At the time of his death, Kierkegaard was almost universally disliked in Copenhagen, and his works were largely ignored. The first monograph about Kierkegaard was not published until 1877, and he had to wait until the 20th century to come into vogue. Nevertheless, through a complex chain of events, Kierkegaard's works came to be read with interest by leading philosophers outside of Denmark early in the 20th century. His fans came to include such notable figures as Wittgenstein, Heidegger, Kafka, and Barth. These thinkers often interpreted Kierkegaard as a precedent for their own ideas and therefore as an important step in the history of Western philosophy.

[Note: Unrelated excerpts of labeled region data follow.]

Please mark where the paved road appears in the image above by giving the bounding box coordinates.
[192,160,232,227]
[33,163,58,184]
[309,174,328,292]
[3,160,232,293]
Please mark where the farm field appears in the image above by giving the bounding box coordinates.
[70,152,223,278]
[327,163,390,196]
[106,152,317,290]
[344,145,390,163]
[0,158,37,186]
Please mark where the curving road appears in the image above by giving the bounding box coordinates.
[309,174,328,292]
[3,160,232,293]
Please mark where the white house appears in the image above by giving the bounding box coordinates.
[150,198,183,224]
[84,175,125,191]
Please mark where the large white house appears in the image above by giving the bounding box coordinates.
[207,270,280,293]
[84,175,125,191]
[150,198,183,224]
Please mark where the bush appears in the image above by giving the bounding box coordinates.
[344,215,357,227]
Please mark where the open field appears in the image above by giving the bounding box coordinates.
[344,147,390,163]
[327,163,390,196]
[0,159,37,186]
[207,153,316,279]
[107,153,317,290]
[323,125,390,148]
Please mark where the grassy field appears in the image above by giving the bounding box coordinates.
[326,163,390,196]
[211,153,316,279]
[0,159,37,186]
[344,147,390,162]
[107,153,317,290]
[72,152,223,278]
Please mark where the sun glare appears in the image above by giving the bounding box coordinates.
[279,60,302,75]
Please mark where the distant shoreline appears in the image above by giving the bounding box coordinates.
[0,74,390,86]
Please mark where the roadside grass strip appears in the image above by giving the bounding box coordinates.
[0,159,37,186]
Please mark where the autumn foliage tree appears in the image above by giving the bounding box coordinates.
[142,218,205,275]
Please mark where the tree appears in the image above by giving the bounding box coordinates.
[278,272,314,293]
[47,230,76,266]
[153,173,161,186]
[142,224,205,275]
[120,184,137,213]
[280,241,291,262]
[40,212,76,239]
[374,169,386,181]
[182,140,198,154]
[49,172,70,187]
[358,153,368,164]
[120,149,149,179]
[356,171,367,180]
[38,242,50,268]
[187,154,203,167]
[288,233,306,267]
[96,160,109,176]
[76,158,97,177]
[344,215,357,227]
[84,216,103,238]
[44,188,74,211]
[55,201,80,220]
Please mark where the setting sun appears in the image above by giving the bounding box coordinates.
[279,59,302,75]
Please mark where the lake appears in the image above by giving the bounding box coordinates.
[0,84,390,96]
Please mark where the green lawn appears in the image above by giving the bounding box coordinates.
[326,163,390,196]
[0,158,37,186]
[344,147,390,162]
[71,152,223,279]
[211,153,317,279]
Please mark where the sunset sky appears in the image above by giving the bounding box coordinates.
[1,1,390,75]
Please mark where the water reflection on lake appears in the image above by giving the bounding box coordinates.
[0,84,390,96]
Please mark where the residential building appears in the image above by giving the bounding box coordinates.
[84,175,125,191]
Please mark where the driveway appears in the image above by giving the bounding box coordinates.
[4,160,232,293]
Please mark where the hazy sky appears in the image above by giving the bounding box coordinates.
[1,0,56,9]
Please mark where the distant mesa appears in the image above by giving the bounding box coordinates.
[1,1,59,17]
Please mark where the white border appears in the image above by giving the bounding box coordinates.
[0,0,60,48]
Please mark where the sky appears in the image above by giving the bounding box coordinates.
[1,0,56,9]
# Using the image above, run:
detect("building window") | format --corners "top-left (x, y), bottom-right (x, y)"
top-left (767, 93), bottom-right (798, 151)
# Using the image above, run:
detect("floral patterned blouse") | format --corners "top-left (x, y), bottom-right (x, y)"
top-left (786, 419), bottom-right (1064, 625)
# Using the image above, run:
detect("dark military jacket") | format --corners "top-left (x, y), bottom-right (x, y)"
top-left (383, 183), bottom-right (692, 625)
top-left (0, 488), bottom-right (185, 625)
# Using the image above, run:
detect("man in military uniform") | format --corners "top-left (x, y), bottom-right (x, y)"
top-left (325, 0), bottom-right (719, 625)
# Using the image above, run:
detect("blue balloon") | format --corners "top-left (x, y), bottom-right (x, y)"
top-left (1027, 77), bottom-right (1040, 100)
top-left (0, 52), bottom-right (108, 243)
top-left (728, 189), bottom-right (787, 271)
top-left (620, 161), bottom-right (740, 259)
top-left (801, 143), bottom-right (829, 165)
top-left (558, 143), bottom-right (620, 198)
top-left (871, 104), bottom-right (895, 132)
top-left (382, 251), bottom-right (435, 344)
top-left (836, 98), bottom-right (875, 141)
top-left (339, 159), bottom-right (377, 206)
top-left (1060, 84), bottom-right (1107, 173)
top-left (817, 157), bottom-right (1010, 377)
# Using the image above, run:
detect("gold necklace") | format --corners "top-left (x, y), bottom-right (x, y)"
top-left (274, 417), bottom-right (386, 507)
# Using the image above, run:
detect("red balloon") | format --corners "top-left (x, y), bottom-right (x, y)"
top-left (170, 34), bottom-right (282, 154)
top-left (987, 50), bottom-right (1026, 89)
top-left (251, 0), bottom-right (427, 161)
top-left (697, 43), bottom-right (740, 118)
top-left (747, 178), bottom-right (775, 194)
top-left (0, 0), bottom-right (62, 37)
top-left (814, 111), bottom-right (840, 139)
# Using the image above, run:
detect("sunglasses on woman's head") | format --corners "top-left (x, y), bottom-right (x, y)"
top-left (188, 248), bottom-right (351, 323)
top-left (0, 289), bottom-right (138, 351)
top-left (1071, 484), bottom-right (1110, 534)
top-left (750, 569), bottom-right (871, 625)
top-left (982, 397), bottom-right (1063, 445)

Kierkegaard has continued to exercise tremendous influence on a number of intellectual movements, particularly existentialism, which claims him as a forefather. It is ironic that, while Kierkegaard's ideas have influenced 20th-century theology, they have also been an important influence on existentialist philosophers like Sartre and Camus who do not believe in God, but who admire Kierkegaard's commitment to personal beliefs—while reject his commitment to religion.
Within the context of the history of philosophy, Kierkegaard has generally been understood as a radical critic of Hegel. In brief, Hegel argued that we can obtain knowledge about religious and ethical truth through careful analysis of the historical process that created our ideas about religion and ethics. Kierkegaard argues instead that knowledge about the external world is always uncertain by comparison with our internal intuitions about God and morality. He urges us to pursue a private faith in God.
The philosophy of Kierkegaard's Denmark was overwhelmingly dominated by the thought of G.W.F. Hegel. Hegel is perhaps the most influential philosopher in Continental philosophy in the past two hundred years, and Fear and Trembling is written as a sustained response to his ideas. Hegel's philosophy was based on the dialectic, a process according to which two opposing concepts—a thesis and antithesis—could be resolved in a synthesis, which would then in turn become one half of a new thesis/antithesis pair. For instance, being might be a thesis set in opposition to the antithesis of nothingness, which is then resolved into the synthesis of becoming. Through the process of dialectic, philosophy is slowly but surely approaching the truth. This absolute, final truth is called the Absolute Mind, and Hegel constructed a logical system that could guide our inquiries toward this truth.
An important aspect of Hegel's system is his definition of the ethical as universal. The highest goal for the single individual, according to Hegel, is to lose oneself in the universal. That is, one must annul one's personal desires and ambitions and be motivated exclusively by the general interest of all. Becoming a part of the universal is the only way to gain the omniscient perspective of the Absolute Mind.
Hegel's system exercised a great deal of indirect influence on the development of both Communism and Nazism. It should come as no great surprise that a philosopher such as Kierkegaard, who so prized the individual, should be repelled by Hegel's communitarian ethic.